Finrod Ghennyn wrote:

I've tryed blender for a while. All i got was corrupted sculpty files. If they were even converted.

You must not have muttered the secret Blender curse correctly.  :smileywink:

Posted

I second what Rolig says about texturing. Textures make all the difference and learning how to make them and apply them is worth spending time on.

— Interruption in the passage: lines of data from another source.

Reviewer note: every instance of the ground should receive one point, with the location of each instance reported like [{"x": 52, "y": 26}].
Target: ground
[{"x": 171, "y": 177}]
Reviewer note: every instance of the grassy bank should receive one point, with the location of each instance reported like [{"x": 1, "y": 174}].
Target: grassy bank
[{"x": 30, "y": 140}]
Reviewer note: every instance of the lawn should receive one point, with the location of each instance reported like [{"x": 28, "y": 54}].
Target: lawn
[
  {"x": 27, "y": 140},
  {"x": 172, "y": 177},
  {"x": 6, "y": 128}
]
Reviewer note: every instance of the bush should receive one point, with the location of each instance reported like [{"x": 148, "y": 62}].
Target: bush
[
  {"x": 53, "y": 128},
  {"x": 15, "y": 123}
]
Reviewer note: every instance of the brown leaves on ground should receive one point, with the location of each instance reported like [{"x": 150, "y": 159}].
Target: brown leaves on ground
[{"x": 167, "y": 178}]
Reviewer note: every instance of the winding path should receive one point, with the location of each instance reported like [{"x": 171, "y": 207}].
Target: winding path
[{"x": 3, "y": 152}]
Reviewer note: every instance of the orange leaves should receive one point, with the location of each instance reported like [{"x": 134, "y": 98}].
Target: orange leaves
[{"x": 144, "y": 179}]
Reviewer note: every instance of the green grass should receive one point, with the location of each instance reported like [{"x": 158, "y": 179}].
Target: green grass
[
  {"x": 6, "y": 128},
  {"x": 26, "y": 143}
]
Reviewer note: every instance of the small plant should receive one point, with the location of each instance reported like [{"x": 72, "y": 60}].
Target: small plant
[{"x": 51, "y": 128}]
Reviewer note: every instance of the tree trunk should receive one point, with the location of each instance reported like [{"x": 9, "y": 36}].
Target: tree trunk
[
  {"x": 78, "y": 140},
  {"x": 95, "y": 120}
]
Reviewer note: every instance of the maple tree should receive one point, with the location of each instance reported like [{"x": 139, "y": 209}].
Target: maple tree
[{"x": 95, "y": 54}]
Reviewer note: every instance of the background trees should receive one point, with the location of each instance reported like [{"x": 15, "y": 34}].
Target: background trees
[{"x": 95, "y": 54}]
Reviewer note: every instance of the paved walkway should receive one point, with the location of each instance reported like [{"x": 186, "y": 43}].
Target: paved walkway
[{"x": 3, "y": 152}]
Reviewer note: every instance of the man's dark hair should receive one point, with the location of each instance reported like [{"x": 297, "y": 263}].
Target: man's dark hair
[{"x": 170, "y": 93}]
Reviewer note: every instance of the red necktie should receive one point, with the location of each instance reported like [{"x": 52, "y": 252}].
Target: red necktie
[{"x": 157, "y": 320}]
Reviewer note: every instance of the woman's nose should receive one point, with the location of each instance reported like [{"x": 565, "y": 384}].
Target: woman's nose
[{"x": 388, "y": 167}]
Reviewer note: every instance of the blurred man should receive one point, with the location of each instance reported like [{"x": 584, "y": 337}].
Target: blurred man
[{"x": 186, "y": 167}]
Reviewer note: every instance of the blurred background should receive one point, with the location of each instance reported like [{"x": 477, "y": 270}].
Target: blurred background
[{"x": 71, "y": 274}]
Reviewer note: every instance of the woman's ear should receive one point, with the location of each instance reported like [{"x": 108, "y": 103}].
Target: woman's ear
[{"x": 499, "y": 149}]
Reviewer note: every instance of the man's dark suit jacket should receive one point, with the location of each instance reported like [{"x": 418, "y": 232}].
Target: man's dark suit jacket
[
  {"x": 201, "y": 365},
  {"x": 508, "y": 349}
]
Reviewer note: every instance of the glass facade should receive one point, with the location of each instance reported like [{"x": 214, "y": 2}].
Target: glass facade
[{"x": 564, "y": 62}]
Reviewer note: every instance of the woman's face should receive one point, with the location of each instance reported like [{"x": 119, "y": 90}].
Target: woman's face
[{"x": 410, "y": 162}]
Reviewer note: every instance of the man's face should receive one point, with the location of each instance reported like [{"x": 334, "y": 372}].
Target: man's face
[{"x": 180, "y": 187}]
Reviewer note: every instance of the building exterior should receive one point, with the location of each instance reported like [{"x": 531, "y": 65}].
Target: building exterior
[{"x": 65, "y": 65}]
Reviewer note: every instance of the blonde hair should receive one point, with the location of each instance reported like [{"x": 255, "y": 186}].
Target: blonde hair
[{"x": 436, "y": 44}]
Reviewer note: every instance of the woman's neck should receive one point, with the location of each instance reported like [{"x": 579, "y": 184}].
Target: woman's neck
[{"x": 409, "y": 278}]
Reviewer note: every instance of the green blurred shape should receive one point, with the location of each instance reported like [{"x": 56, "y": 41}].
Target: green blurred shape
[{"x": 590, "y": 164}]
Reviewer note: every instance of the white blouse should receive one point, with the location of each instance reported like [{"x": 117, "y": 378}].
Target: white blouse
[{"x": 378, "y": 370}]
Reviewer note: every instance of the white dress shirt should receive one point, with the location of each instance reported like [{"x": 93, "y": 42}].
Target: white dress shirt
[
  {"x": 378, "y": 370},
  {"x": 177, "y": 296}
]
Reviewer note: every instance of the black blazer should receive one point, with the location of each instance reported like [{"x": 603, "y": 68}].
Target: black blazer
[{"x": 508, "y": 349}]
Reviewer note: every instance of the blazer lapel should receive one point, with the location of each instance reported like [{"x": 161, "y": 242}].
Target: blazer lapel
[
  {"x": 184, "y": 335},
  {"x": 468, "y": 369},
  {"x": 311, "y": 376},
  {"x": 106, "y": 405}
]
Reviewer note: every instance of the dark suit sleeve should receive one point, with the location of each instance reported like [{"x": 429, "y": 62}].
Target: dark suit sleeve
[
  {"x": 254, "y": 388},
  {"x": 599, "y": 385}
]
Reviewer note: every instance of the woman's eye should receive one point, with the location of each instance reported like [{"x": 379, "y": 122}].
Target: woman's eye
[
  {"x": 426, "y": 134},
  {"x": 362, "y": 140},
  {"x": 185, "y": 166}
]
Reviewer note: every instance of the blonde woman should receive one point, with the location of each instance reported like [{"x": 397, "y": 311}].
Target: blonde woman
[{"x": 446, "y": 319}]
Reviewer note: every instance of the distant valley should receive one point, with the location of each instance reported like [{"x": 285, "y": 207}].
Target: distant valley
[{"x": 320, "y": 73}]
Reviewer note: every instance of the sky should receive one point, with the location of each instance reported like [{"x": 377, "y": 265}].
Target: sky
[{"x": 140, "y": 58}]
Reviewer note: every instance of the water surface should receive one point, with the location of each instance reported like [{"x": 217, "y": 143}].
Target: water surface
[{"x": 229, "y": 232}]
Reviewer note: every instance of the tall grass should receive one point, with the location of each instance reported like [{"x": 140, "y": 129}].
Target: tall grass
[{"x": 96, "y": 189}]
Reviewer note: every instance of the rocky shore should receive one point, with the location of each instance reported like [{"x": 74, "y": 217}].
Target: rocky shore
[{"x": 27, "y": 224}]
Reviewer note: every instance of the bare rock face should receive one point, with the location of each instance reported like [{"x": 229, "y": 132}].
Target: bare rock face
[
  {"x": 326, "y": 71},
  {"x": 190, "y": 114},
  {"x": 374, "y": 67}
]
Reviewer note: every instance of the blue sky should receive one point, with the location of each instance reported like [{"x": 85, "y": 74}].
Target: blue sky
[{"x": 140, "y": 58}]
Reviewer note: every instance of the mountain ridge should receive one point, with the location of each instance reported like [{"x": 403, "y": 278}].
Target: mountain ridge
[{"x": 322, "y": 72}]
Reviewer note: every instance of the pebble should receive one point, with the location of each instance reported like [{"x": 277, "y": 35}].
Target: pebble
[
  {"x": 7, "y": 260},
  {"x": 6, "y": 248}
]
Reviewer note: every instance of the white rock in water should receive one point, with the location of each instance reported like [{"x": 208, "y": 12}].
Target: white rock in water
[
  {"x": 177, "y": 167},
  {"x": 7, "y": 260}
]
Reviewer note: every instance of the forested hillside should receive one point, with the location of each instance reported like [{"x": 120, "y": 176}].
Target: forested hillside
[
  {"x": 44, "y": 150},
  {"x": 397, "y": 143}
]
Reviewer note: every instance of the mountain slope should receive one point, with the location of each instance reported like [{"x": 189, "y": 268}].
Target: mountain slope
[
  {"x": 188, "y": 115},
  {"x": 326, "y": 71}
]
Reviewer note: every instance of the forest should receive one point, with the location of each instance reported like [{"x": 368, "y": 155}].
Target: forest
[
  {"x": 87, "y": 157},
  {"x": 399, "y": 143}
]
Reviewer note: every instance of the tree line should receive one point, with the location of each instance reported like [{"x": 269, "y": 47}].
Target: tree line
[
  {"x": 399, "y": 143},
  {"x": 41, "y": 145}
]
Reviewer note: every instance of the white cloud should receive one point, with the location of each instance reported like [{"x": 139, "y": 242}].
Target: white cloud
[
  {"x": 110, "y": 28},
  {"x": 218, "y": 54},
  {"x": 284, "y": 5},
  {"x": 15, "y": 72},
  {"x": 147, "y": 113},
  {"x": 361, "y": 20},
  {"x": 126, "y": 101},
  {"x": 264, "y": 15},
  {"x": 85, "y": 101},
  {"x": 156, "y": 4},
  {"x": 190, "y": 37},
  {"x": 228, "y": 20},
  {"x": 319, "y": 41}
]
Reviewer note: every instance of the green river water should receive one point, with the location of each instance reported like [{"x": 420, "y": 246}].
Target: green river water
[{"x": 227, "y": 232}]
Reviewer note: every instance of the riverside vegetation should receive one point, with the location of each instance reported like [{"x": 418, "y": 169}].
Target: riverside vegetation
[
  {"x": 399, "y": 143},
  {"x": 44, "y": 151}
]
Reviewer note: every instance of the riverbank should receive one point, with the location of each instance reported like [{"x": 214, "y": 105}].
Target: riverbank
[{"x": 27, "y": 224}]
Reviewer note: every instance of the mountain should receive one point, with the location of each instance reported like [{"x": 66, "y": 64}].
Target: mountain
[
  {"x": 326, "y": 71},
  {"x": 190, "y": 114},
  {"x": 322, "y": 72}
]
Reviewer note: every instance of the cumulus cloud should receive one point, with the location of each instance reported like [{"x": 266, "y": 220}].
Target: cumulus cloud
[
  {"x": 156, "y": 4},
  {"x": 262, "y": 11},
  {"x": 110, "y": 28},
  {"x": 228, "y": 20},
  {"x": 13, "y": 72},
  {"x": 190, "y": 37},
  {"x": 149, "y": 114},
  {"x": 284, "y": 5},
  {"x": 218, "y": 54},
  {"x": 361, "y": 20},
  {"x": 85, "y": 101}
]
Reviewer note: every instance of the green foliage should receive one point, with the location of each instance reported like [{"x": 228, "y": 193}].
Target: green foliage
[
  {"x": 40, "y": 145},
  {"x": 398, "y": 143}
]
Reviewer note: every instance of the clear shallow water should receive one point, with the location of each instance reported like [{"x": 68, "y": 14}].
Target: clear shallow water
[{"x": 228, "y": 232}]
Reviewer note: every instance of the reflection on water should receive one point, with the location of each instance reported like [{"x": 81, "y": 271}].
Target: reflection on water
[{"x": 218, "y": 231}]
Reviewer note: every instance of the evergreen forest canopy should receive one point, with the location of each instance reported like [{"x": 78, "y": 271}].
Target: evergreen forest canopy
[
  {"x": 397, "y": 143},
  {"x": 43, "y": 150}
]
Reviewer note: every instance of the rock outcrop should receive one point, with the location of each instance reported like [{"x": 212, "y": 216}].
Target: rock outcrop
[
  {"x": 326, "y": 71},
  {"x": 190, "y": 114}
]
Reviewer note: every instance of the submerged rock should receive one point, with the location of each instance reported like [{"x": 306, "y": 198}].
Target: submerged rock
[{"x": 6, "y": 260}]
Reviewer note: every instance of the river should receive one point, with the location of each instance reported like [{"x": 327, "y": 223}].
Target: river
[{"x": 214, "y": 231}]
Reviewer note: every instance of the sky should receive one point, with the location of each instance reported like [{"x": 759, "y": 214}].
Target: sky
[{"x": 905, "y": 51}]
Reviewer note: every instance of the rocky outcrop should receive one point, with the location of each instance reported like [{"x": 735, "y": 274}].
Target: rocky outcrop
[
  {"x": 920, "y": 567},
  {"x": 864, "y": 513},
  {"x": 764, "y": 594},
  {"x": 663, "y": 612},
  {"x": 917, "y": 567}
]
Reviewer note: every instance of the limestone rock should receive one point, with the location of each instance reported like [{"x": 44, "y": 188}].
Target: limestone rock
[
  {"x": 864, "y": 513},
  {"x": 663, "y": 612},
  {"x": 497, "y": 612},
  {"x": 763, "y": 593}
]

Regarding Blender. I'm not sure it is more difficult to learn how to create sculpties in Blender than it is in many of the other 3d packages. Have a look at Gaia Clary's tutorials on http://blog.machinimatrix.org/ and I think you will soon find that it is really not that difficult.

- Luc -

Posted

Also, spend some time investigating all the parameters you can vary in the edit dialog for each basic prim, and their combinations. The variety of quite complex shapes you can get is surprising. Many allow you to use one prim where you were using several before.

Posted

Find and examine other vehicles to see how their prim-shapes are assembled. There are some freebies around you could tinker with to get started.

Posted

note, this is an example of a 30 prim vehicle:
VSX-701 "Red Dwarf"

the balloon is 3 prims, the lights 3, the fins 2, the rigging 4 (hollow cylinders textured on touching faces), the seats 2 each, the console 1, the engines 2 each (twisted torii) and the deck is 10 (it curves under like the prow of a carrier)

the tie downs and stand are an additional 7 that are not connected, but rather used as a rezzor. the tie lines are the corners of 2 tapered cubes, one hollow inside the other textured on the touching faces, the pegs are 1 hacked up tube each. and the stand is a sliced cube.... the blue thing is a single prim teleporter with texture animation.